Nest, the innovative company making Internet of Things devices for the home— most especially, security cameras with hilarious unintended benefits — has come out with a new camera that does more than just capture footage. The “Nest Cam IQ” identifies threats: It figures out whether something is afoot in your home, and whether that thing is an intruder or just your cat.

Remember early security cameras that had to be monitored by humans, who would assess for themselves whether or not a threat was present onscreen? Those days are long gone, as the Nest Cam IQ not only does the monitoring but alerts you about what’s going on. It’s smart enough to distinguish people from pets, shadows on the wall, or other non-human visual movements.

The camera is programmed to recognize what’s familiar, so users can get specific notifications about who’s in the house. Parents can receive an alert when their kids get home from school, for example, and they can be notified if there’s a stranger present. The camera also tracks people and analyzes what they’re doing.

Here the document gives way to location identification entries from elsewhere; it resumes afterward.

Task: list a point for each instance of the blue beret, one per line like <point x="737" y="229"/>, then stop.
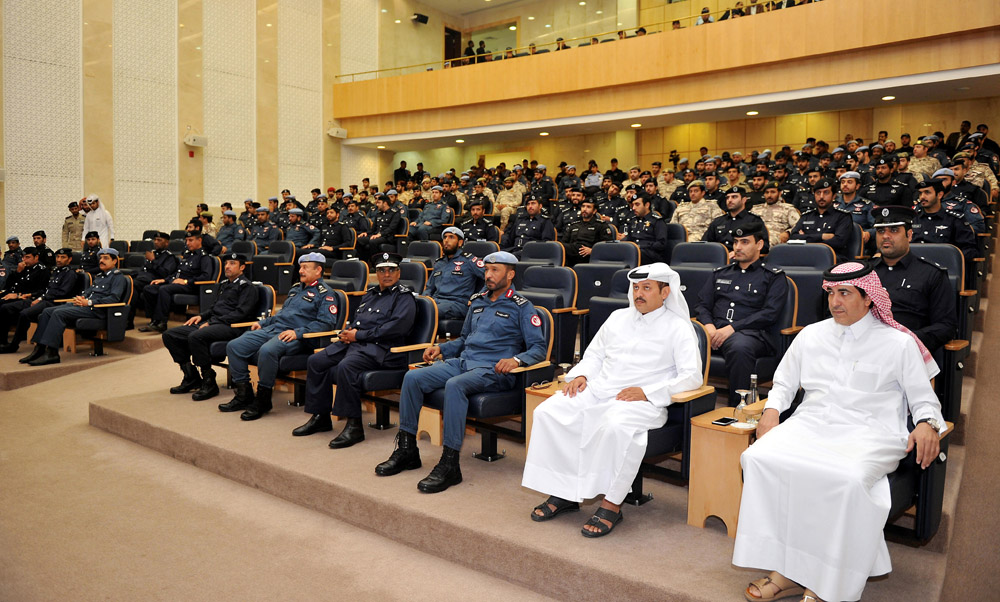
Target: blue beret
<point x="500" y="257"/>
<point x="316" y="257"/>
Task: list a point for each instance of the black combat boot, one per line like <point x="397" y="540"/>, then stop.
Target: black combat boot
<point x="209" y="388"/>
<point x="261" y="405"/>
<point x="354" y="432"/>
<point x="242" y="399"/>
<point x="190" y="381"/>
<point x="406" y="456"/>
<point x="444" y="475"/>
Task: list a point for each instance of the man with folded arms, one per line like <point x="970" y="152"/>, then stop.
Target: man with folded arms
<point x="590" y="438"/>
<point x="815" y="492"/>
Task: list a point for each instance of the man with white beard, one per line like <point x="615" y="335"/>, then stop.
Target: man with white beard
<point x="590" y="438"/>
<point x="815" y="491"/>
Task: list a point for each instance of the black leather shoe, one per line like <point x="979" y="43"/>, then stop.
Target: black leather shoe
<point x="318" y="423"/>
<point x="51" y="356"/>
<point x="354" y="432"/>
<point x="406" y="456"/>
<point x="190" y="381"/>
<point x="34" y="355"/>
<point x="444" y="475"/>
<point x="242" y="399"/>
<point x="261" y="405"/>
<point x="208" y="388"/>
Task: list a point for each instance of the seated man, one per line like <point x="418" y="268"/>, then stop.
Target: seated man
<point x="24" y="311"/>
<point x="309" y="307"/>
<point x="382" y="321"/>
<point x="590" y="438"/>
<point x="454" y="277"/>
<point x="922" y="298"/>
<point x="501" y="332"/>
<point x="739" y="304"/>
<point x="195" y="266"/>
<point x="815" y="492"/>
<point x="108" y="287"/>
<point x="190" y="343"/>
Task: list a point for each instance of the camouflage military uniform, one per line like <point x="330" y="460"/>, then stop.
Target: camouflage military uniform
<point x="779" y="217"/>
<point x="696" y="217"/>
<point x="507" y="203"/>
<point x="925" y="165"/>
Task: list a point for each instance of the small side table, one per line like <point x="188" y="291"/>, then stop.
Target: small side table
<point x="716" y="482"/>
<point x="532" y="398"/>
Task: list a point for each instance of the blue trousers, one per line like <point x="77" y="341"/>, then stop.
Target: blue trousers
<point x="263" y="348"/>
<point x="53" y="321"/>
<point x="458" y="382"/>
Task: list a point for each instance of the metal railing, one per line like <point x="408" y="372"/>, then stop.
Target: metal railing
<point x="545" y="47"/>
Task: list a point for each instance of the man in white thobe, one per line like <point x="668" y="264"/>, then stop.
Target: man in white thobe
<point x="99" y="220"/>
<point x="815" y="491"/>
<point x="590" y="438"/>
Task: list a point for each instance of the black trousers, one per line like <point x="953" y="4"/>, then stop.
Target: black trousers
<point x="191" y="343"/>
<point x="157" y="298"/>
<point x="343" y="368"/>
<point x="741" y="351"/>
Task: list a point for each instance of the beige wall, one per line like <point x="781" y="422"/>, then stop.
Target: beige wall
<point x="749" y="134"/>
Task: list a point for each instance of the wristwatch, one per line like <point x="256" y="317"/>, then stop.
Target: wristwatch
<point x="933" y="423"/>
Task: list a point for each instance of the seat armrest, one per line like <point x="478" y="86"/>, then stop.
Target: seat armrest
<point x="956" y="345"/>
<point x="686" y="396"/>
<point x="408" y="348"/>
<point x="316" y="335"/>
<point x="541" y="364"/>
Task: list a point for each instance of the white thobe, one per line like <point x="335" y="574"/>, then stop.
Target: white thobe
<point x="815" y="491"/>
<point x="591" y="444"/>
<point x="99" y="220"/>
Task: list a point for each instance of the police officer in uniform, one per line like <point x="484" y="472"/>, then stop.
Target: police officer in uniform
<point x="195" y="265"/>
<point x="108" y="287"/>
<point x="646" y="229"/>
<point x="454" y="277"/>
<point x="160" y="263"/>
<point x="382" y="321"/>
<point x="737" y="217"/>
<point x="231" y="231"/>
<point x="264" y="232"/>
<point x="825" y="223"/>
<point x="922" y="298"/>
<point x="189" y="344"/>
<point x="73" y="226"/>
<point x="501" y="332"/>
<point x="527" y="227"/>
<point x="309" y="307"/>
<point x="740" y="304"/>
<point x="582" y="235"/>
<point x="62" y="283"/>
<point x="478" y="227"/>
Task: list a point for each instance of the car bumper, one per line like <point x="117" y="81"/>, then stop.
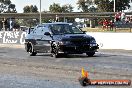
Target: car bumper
<point x="78" y="49"/>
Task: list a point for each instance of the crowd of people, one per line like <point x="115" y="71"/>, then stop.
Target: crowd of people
<point x="119" y="17"/>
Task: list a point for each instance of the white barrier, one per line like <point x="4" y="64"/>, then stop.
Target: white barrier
<point x="113" y="40"/>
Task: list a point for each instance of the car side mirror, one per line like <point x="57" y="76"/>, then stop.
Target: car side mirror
<point x="47" y="34"/>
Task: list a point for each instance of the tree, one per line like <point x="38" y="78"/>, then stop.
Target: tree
<point x="67" y="8"/>
<point x="6" y="6"/>
<point x="84" y="5"/>
<point x="55" y="8"/>
<point x="30" y="9"/>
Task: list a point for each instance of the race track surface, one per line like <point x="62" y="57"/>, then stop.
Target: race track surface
<point x="20" y="70"/>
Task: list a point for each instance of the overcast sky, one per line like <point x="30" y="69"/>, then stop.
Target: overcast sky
<point x="45" y="3"/>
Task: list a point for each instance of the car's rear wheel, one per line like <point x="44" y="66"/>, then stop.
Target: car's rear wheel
<point x="90" y="54"/>
<point x="31" y="50"/>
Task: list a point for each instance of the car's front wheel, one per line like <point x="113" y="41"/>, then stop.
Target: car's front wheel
<point x="54" y="51"/>
<point x="31" y="50"/>
<point x="90" y="54"/>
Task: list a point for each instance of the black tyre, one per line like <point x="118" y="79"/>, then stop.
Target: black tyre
<point x="90" y="54"/>
<point x="54" y="52"/>
<point x="32" y="52"/>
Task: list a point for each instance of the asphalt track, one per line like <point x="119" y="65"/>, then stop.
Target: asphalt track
<point x="19" y="70"/>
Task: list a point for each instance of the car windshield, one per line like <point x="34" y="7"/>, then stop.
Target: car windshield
<point x="64" y="29"/>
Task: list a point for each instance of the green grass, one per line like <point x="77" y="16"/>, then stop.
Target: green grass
<point x="124" y="30"/>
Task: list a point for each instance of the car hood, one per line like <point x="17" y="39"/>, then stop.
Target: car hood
<point x="66" y="37"/>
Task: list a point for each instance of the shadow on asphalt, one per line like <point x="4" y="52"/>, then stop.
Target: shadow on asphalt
<point x="79" y="55"/>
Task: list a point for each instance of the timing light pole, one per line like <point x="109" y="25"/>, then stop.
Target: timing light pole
<point x="40" y="13"/>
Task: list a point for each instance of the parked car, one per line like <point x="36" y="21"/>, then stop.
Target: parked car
<point x="59" y="38"/>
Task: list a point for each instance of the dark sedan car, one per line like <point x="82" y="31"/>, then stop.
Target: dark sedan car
<point x="60" y="38"/>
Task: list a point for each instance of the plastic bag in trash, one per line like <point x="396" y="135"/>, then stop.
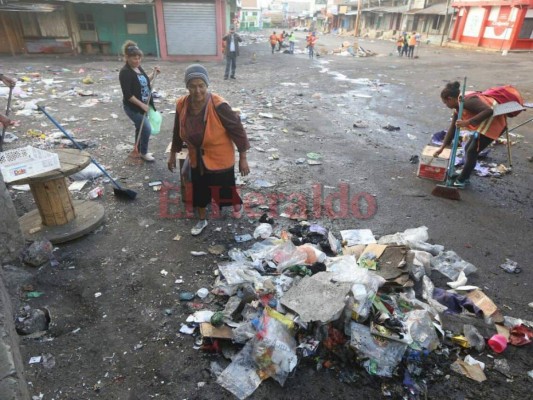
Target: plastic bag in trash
<point x="382" y="355"/>
<point x="286" y="255"/>
<point x="434" y="249"/>
<point x="263" y="231"/>
<point x="450" y="264"/>
<point x="241" y="377"/>
<point x="274" y="349"/>
<point x="419" y="234"/>
<point x="422" y="331"/>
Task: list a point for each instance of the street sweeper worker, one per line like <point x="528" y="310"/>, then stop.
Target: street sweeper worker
<point x="477" y="117"/>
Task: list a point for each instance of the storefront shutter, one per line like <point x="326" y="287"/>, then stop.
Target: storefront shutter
<point x="190" y="27"/>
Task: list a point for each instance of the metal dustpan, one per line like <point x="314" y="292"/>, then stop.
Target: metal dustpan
<point x="507" y="108"/>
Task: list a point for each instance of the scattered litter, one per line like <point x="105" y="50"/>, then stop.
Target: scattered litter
<point x="34" y="295"/>
<point x="502" y="366"/>
<point x="511" y="266"/>
<point x="473" y="372"/>
<point x="77" y="186"/>
<point x="95" y="193"/>
<point x="38" y="253"/>
<point x="22" y="188"/>
<point x="354" y="237"/>
<point x="261" y="183"/>
<point x="10" y="137"/>
<point x="243" y="238"/>
<point x="186" y="329"/>
<point x="391" y="128"/>
<point x="498" y="343"/>
<point x="314" y="156"/>
<point x="216" y="249"/>
<point x="89" y="172"/>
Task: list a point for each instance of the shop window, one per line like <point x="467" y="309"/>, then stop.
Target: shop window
<point x="86" y="22"/>
<point x="527" y="29"/>
<point x="87" y="27"/>
<point x="136" y="23"/>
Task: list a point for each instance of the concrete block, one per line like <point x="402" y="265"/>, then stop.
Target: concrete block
<point x="317" y="298"/>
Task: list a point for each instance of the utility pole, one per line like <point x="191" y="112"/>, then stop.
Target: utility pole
<point x="445" y="22"/>
<point x="358" y="18"/>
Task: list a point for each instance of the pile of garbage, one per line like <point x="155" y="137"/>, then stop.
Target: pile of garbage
<point x="483" y="168"/>
<point x="353" y="49"/>
<point x="357" y="306"/>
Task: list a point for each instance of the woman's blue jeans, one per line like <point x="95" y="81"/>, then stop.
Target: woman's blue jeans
<point x="137" y="118"/>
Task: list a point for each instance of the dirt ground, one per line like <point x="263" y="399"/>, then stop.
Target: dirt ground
<point x="125" y="344"/>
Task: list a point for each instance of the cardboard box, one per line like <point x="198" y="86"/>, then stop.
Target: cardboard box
<point x="433" y="167"/>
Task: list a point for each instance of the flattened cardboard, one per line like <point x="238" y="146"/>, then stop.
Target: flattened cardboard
<point x="473" y="372"/>
<point x="482" y="301"/>
<point x="374" y="248"/>
<point x="222" y="332"/>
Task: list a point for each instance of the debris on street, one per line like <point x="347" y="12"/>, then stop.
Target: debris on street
<point x="369" y="306"/>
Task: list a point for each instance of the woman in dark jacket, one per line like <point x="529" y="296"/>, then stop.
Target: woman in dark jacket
<point x="137" y="98"/>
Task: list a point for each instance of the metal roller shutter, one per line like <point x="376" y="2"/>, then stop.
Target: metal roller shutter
<point x="190" y="28"/>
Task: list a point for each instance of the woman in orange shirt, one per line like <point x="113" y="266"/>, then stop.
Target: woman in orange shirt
<point x="273" y="41"/>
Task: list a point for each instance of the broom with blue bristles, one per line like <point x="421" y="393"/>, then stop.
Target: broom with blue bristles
<point x="447" y="191"/>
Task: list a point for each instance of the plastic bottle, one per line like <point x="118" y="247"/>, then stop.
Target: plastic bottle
<point x="474" y="337"/>
<point x="498" y="343"/>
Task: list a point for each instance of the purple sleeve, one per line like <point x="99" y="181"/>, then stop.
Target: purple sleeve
<point x="231" y="121"/>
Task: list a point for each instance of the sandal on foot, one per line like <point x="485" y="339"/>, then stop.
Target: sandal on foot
<point x="199" y="227"/>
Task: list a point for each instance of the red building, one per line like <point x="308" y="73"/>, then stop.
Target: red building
<point x="494" y="24"/>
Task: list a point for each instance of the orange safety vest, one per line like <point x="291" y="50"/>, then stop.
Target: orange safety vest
<point x="492" y="127"/>
<point x="218" y="151"/>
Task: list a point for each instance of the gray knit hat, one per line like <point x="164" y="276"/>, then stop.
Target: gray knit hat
<point x="196" y="71"/>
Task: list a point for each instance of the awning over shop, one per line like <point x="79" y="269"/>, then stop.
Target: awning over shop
<point x="395" y="10"/>
<point x="435" y="9"/>
<point x="44" y="7"/>
<point x="29" y="7"/>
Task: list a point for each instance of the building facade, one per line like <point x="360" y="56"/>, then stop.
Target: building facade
<point x="183" y="30"/>
<point x="494" y="24"/>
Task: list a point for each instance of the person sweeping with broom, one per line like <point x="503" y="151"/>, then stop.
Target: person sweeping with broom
<point x="137" y="100"/>
<point x="477" y="117"/>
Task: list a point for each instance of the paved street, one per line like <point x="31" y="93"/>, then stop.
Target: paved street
<point x="125" y="343"/>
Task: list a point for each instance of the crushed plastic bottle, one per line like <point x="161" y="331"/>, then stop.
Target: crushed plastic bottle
<point x="511" y="267"/>
<point x="474" y="337"/>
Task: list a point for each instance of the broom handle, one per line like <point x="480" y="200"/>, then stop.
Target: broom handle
<point x="451" y="167"/>
<point x="8" y="108"/>
<point x="144" y="116"/>
<point x="41" y="108"/>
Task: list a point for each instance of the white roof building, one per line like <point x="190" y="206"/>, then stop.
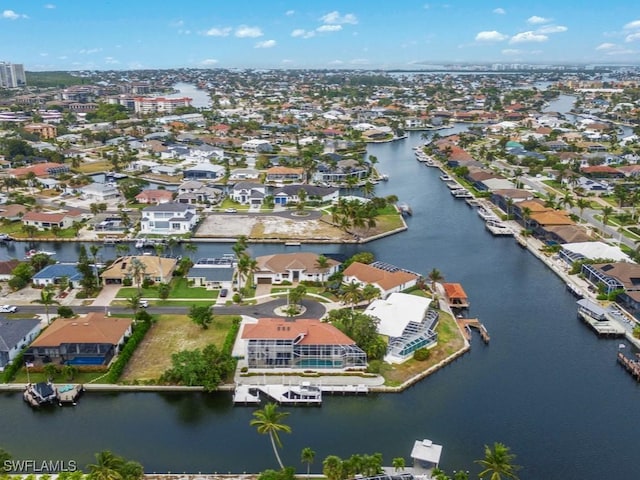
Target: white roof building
<point x="397" y="311"/>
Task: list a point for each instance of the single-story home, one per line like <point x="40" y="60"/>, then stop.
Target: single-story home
<point x="14" y="336"/>
<point x="92" y="340"/>
<point x="387" y="278"/>
<point x="293" y="267"/>
<point x="300" y="344"/>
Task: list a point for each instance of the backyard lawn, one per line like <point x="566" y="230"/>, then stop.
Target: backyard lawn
<point x="172" y="334"/>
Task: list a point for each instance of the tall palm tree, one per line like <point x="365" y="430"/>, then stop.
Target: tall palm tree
<point x="498" y="463"/>
<point x="268" y="421"/>
<point x="307" y="456"/>
<point x="107" y="467"/>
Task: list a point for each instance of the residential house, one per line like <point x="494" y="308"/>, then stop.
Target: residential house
<point x="248" y="193"/>
<point x="53" y="274"/>
<point x="168" y="219"/>
<point x="300" y="344"/>
<point x="46" y="221"/>
<point x="257" y="146"/>
<point x="289" y="193"/>
<point x="387" y="278"/>
<point x="154" y="196"/>
<point x="408" y="323"/>
<point x="6" y="267"/>
<point x="99" y="192"/>
<point x="92" y="340"/>
<point x="203" y="170"/>
<point x="293" y="267"/>
<point x="15" y="335"/>
<point x="154" y="268"/>
<point x="285" y="174"/>
<point x="212" y="273"/>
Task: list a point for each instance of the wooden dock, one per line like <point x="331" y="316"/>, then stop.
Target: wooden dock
<point x="631" y="366"/>
<point x="466" y="324"/>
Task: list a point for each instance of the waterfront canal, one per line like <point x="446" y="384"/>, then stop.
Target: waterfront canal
<point x="545" y="386"/>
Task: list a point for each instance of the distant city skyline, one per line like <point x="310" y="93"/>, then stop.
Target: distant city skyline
<point x="141" y="34"/>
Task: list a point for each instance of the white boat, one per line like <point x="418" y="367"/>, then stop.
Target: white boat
<point x="498" y="228"/>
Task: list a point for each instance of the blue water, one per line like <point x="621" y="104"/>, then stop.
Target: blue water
<point x="545" y="386"/>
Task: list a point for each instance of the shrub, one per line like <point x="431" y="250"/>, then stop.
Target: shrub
<point x="422" y="354"/>
<point x="65" y="312"/>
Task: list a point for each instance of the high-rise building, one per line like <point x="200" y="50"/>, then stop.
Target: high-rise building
<point x="12" y="75"/>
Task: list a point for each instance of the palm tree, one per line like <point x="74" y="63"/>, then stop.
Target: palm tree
<point x="307" y="456"/>
<point x="351" y="293"/>
<point x="269" y="421"/>
<point x="497" y="463"/>
<point x="435" y="276"/>
<point x="46" y="299"/>
<point x="107" y="467"/>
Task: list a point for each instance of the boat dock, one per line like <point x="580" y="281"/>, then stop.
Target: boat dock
<point x="631" y="366"/>
<point x="467" y="324"/>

“When designing Nest Cam IQ, we focused on what we’ve learned from our customers, which is that people don’t want more information, they want insights,” the company’s co-founder Matt Rogers said in a press statement.

Nest New Security Camera Internet of Things
Nest users sometimes release videos of crazy things caught by the camera, like this baby's first steps.

These “insights” allow camera owners to get real-time information about the events in their house in a meaningful way. The updates aren’t descriptions of camera’s field of vision, but analyses of the significance of what’s happening.

Still, if users do want to see for themselves what the camera sees, they can use the Nest app to tune into its live recording, “including a full 130-degree view of the room, and a close-up tracking view of the person in the home.”

Heck, some people can barely tell the difference between their cats and human family members. Sounds like a pretty neat security camera.